Estimation of Bayes’ Error for Gaussian Parity¶

[1]:

import numpy as np
from sklearn.datasets import make_blobs
from numpy.random import uniform, normal
from sklearn.ensemble import RandomForestClassifier as rf
import seaborn as sns
import matplotlib.pyplot as plt
import scipy
from functions.bayeserrorestimate_gaussianparity_functions import plot_gaussians

What is Bayes’ Error?¶

In statistical classification, Bayes error rate is the lowest possible error rate for any classifier of a random outcome, i.e. it is the error inherent in the problem definition.

Problem Definition: Gaussian Parity¶

Blob Creation¶

Using the user-defined cluster centers as the means, and the user-defined cluster standard deviation, a set of 4 blobs is created. These blobs are multivariable normal distributions.

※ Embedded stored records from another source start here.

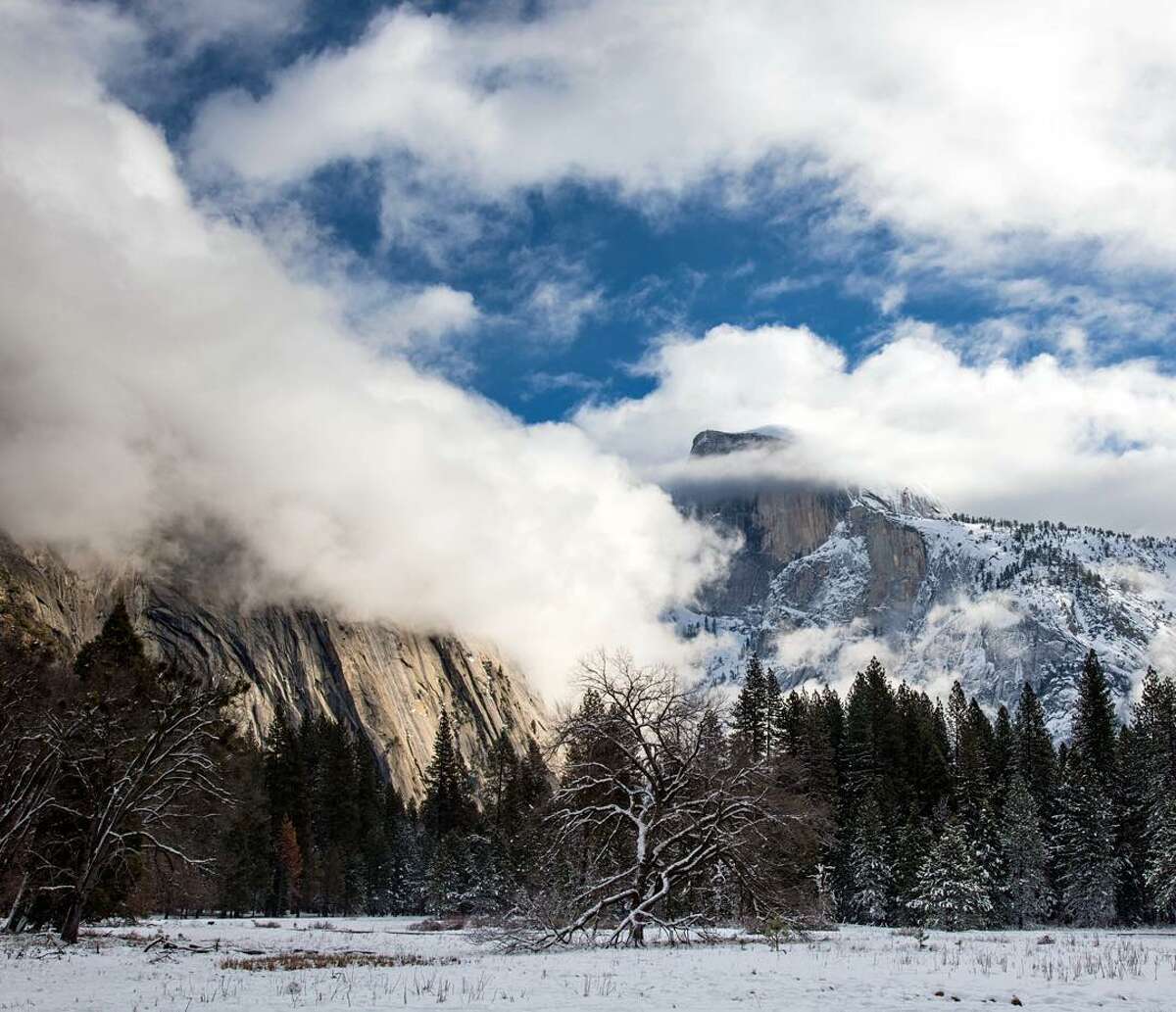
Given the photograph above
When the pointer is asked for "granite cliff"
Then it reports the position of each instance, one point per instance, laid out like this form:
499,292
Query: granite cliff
383,682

After all 4 blobs are created, the classes are assigned. The class is assigned so that graph quadrants 1 & 3 belong to class 1 and graph quadrants 2 & 4 belong to class 0, i.e. the classic XOR problem is defined.

Blob Descriptions¶

Gaussian 1:¶

Centered at (-0.5, 0.5)

Standard Deviation is 0.5

Quadrant (for visualization) is 2

Class Assigned: 0

Future Identification: g01 (First gaussian of class 0)

Gaussian 2:¶

Centered at (0.5, 0.5)

Standard Deviation is 0.5

Quadrant (for visualization) is 1

Class Assigned: 1

Future Identification: g11 (First gaussian of class 1)

Gaussian 3:¶

Centered at (-0.5, -0.5)

Standard Deviation is 0.5

Quadrant (for visualization) is 3

Class Assigned: 1

Future Identification: g12 (Second gaussian of class 1)

Gaussian 4:¶

Centered at (0.5, -0.5)

Standard Deviation is 0.5

Quadrant (for visualization) is 4

Class Assigned: 0

Future Identification: g02 (Second gaussian of class 0)

[2]:

def generate_gaussian_parity(
    n_samples,
    centers=None,
    class_label=None,
    cluster_std=0.25,
    center_box=(-1.0, 1.0),
    angle_params=None,
    random_state=None,
):
    """
    Generate 2-dimensional Gaussian XOR distribution.
    (Classic XOR problem but each point is the
    center of a Gaussian blob distribution)
    Parameters
    ----------
    n_samples : int
        Total number of points divided among the four
        clusters with equal probability.
    centers : array of shape [n_centers,2], optional (default=None)
        The coordinates of the ceneter of total n_centers blobs.
    class_label : array of shape [n_centers], optional (default=None)
        class label for each blob.
    cluster_std : float, optional (default=1)
        The standard deviation of the blobs.
    center_box : tuple of float (min, max), default=(-1.0, 1.0)
        The bounding box for each cluster center when centers are generated at random.
    angle_params: float, optional (default=None)
        Number of radians to rotate the distribution by.
    random_state : int, RandomState instance, default=None
        Determines random number generation for dataset creation. Pass an int
        for reproducible output across multiple function calls.
    Returns
    -------
    X : array of shape [n_samples, 2]
        The generated samples.
    y : array of shape [n_samples]
        The integer labels for cluster membership of each sample.
    """

    if random_state != None:
        np.random.seed(random_state)

    if centers == None:
        centers = np.array([(-0.5, 0.5), (0.5, 0.5), (-0.5, -0.5), (0.5, -0.5)])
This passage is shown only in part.